Thursday, 16 February 2012

Record Signings in the EPL.Knowing When To Let Go.

Choosing which team to follow can be an ingrained rite of passage passed down like small children at a pre War sellout or simply the result of a haphazard whim,but once joined the relationship is usually for life.No matter how inept,incompetent the team or disloyal some of it's players,there's always a strong enough bond that says "stick with it" and the good times will return.Managers though have to be more hard nosed about when to let go of an under performing asset who promised much,cost more,but failed to deliver.

Unlike some sports where a General Manager supplies the talent and the Head Coach then gets the best out of that talent on the pitch,football allows the manger a huge say in assembling his squad.Therefore any purchase,but especially an expensive one,will create a strong bond between buyer and purchased.Neither party wants a deal to be a failure,but there exists a stronger and partly irrational desire on the part of the buyer to make the deal a success even if on field performance is telling everyone otherwise.Managers sometimes make purchases that are mistakes.For any number of reason a player may not perform to anywhere near the level that justifies his price tag,but all too frequently the mistake is compounded by a stubborn refusal to acknowledge the mistake,cut the losses and move on.The irony of this loyalty to inferior,yet expensive purchases is that a failure to act decisively often leads to the rose tinted buyer paying the price with his job.

Stoke's promotion season in 2007/08 came as a pleasant,but unexpected surprise to it's largely long suffering fans.Little had changed squadwise from the previous year to make a typically bungled foray into the playoff lottery the height of expectation.Instead a 17 game unbeaten run from late November onwards gave the team a big enough cushion to allow them to follow WBA into the EPL automatically in the runners up spot.The final ten games had seen the goals dry up just at the wrong time and a scoring rate below one a match would have caused irreparable damage had the defence not proved to be similarly miserly.A nervy 0-0 on the last Sunday of the season against a Leicester side fighting to stay in the division was an encapsulation of their last quarter strengths and failings..

A Tom Jones impersonator and a man dressed as a dog celebrate Stoke's elevation to the top division.

Aware that goal scoring had been a problem in the final stages of their run to the Premiership,Stoke's manager,Tony Pulis almost at once splashed a then club record £5.5 million on Reading's Dave Kitson.But the deal went sour almost from the outset and in the 12 games that Kitson started that season he failed to score and mustered less than a shot a game of which just two required the keeper to intervene.Stoke picked up just nine points from a possible 36 in that 12 game stretch,just the kind of return you would expect from a team who were also finding Premiership strikers much more of a handful and were allowing almost two goals a game.

A Kitson injury early in a customary Stoke win over WBA made dropping their record signing easy and in the next 11 games they managed to average just over a point a game.Tellingly the improvement came from the defensive side of the ball and the goals against column averaged just over 1 goal per game instead of being just shy of two.Goals scored per game were the same as they had been with Kitson in the team,so his contribution was being repeated by the supposedly inferior strikers who had gained Stoke promotion previously.

By January 2009 he was permanently replaced for the season by transfer window signing,James Beattie.And three times as many shots,just under half of which were on target and seven goals from 15 starts flew from the boot of the new man resulting in 24 points at over 1.5 points per game and secured safety for the Potters with a game or two to spare.

Part of the problem.
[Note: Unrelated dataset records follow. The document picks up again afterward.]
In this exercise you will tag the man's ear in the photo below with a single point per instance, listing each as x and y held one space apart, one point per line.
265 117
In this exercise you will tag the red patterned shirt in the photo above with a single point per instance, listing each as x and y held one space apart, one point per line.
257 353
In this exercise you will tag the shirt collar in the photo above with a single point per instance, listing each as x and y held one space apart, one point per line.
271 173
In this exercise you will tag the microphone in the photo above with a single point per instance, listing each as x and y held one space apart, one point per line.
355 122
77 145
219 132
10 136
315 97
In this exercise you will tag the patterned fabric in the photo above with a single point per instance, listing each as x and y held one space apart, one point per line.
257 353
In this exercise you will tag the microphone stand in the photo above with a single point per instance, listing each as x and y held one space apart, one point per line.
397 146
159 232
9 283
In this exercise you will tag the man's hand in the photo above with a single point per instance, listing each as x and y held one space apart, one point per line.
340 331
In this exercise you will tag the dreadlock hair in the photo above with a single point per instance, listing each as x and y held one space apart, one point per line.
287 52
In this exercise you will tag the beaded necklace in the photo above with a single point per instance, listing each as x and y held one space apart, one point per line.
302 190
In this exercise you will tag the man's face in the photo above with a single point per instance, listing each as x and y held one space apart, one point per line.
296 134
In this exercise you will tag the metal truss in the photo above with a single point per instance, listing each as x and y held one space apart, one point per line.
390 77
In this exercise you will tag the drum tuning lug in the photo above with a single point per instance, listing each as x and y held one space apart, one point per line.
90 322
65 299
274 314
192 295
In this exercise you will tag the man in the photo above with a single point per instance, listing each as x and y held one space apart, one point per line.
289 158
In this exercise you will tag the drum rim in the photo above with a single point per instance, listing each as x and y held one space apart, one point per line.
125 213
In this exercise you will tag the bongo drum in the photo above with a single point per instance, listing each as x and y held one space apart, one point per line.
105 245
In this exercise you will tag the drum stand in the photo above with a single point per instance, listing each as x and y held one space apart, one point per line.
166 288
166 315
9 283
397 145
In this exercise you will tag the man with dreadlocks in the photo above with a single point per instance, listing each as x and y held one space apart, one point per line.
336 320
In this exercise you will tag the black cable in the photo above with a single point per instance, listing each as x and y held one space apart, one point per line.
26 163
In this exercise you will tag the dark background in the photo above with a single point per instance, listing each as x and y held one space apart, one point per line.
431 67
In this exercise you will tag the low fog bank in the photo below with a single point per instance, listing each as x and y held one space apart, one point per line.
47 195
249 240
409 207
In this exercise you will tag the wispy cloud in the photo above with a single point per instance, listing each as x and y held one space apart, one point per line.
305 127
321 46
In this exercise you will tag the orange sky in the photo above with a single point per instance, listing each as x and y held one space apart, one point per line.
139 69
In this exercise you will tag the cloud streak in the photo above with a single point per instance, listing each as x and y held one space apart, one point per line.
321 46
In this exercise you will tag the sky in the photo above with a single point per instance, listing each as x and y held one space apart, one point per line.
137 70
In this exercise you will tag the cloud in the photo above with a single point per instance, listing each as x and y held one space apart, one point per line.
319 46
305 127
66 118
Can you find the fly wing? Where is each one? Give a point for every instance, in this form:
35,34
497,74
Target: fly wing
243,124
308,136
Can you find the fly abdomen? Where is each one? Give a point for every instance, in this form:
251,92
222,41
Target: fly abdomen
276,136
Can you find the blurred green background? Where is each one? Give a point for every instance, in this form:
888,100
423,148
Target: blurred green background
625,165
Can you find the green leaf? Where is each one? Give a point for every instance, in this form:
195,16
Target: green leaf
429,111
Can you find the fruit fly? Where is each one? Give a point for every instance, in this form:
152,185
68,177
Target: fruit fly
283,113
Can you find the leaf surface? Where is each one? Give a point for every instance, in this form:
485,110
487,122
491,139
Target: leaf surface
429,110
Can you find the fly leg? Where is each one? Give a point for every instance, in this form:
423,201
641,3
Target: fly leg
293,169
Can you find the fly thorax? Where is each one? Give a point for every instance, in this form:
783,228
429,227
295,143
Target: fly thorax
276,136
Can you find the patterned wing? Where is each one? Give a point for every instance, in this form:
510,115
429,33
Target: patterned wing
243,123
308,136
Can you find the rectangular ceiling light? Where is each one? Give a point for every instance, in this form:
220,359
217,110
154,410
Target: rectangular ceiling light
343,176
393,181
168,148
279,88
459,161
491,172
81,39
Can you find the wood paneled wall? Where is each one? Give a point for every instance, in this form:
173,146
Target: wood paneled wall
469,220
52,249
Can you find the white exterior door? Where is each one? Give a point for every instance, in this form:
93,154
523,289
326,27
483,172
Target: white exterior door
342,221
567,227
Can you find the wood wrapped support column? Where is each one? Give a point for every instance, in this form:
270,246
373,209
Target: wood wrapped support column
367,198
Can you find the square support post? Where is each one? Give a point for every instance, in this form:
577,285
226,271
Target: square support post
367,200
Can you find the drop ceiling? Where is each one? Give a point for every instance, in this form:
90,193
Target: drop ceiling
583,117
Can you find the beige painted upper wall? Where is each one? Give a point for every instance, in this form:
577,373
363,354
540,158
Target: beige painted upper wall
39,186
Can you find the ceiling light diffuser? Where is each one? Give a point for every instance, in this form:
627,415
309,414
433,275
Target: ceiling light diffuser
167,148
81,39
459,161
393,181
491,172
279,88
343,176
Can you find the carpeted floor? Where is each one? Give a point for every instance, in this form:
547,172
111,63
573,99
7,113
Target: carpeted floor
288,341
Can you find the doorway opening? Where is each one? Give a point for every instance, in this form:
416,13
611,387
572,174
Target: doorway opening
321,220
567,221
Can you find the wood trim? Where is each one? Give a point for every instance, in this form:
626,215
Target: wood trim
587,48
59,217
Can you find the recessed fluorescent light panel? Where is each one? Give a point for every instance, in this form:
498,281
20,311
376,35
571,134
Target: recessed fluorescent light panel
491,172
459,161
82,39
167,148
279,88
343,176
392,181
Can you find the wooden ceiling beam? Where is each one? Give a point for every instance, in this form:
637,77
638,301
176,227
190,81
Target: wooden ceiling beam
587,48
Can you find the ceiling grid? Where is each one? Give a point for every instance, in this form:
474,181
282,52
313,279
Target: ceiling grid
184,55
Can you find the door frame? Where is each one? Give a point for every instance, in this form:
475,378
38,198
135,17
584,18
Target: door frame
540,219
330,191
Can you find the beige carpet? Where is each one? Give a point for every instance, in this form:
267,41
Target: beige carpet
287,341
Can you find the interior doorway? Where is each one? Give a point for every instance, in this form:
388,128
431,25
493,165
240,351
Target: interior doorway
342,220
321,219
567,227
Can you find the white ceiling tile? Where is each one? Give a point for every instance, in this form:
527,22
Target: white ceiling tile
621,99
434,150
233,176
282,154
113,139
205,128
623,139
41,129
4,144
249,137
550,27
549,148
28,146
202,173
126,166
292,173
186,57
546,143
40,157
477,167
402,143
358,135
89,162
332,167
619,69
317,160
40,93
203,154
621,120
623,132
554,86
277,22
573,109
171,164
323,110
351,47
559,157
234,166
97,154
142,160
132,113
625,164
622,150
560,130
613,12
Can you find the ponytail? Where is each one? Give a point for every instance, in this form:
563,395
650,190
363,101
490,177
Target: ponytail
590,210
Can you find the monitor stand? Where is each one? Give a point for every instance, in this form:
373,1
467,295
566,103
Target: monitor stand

Part of the solution.
The interesting aspect of this slice of Stoke City history is not contained in the dry narrative of goals scored,games won or lost,but in the thought processes behind the managerial decisions and the twist of luck and chance that combined to make Beattie a Stoke hero and Kitson not.Was Pulis able to distance himself from the buyer's pride that often exists when large purchases go wrong and was he planning to replace his big money signing even before injury intervened prior to the transfer window ? Or would he have been heartened enough by a couple of late December goals to have kept faith with the price tag rather than the on field performance.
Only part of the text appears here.